From all this I would draw several conclusions, which are important for our work at Trinity School:

A human person is one, a unity; therefore, she is involved completely in every one of her acts. So, for example, we cannot make something without being involved in knowing something or doing something. Technology is not simply production, but the shaping of our selves and our culture. So, I am deeply interested in the question of how new technologies change the way we view the world or the things we value or the habits of our hearts.
The intersections of these various acts are frequent, unpredictable, and often surprising. Writing (a form of technology, whether with clay tablets, papyri, pen and paper, or word processing) generates and clarifies thought. One often does not know what one thinks until he has forced himself to write. So here, making serves and forms knowing.
One of the glories of human beings is that we can think about and reflect on our making. Knowing governs and guards making. Monkeys make things too, but so far as I know there is no monkey named Marshall McLuhan, who has made a career out of analyzing technology’s impact on our culture.
There are new technologies, but technology is not new. When we resist technological change, we are mostly arguing for an older technology and against a newer one.
Technologies which are beautiful (elegant, for instance) as well as useful will connect us more powerfully and clearly to our fundamental being, our humanness, than technologies which are merely useful.
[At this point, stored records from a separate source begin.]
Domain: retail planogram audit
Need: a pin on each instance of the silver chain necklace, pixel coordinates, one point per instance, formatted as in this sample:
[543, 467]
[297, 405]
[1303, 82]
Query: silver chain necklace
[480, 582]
Design is not superfluous. Beauty counts for much.
The effects of sin and the fall are deep and wide, and there is no act of humanity that is not twisted and ruined by sin. In our being, knowing, doing, and making, we sin and fall short of the glory of God. Technology will not save us, and what we make can become the instrument of much evil in the world. One thinks of the horrible machines Tolkien envisioned, the instruments of the Dark Lord, in The Lord of the Rings.
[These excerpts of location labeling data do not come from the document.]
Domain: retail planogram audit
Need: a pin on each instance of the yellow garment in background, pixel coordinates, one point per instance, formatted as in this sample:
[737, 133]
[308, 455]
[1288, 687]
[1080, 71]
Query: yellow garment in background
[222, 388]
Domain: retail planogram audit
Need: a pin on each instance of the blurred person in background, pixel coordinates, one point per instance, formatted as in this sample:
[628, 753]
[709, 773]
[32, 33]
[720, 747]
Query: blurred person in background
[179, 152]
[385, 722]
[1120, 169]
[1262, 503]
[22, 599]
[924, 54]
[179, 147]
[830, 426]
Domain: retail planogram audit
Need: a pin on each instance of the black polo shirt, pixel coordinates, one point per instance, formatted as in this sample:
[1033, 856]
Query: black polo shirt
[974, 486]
In Christ there is a new possibility: “We are his workmanship, created in Christ Jesus for good works, which God prepared beforehand, that we should walk in them” (Ephesians 2:10). If the Lord builds the house, our labors are not in vain. “May the favor of the Lord our God rest upon us; establish the work of our hands” (Psalm 90:17).
In a classical school, we ought to be talking about technology. It should not be the center, but it is a subject worthy of our attention and fruitful for much good in the work of education.

There may be a sense among us that technology is not important, that it is about gadgets and leads us away from larger purposes. My hope would be to rescue technology from this definition by connecting it to distinctive and essential actions of being human. To make something with our knowledge is significant and worthy of our best intentions. Trinity’s Robotics Team is as important in to our mission as our Logic class.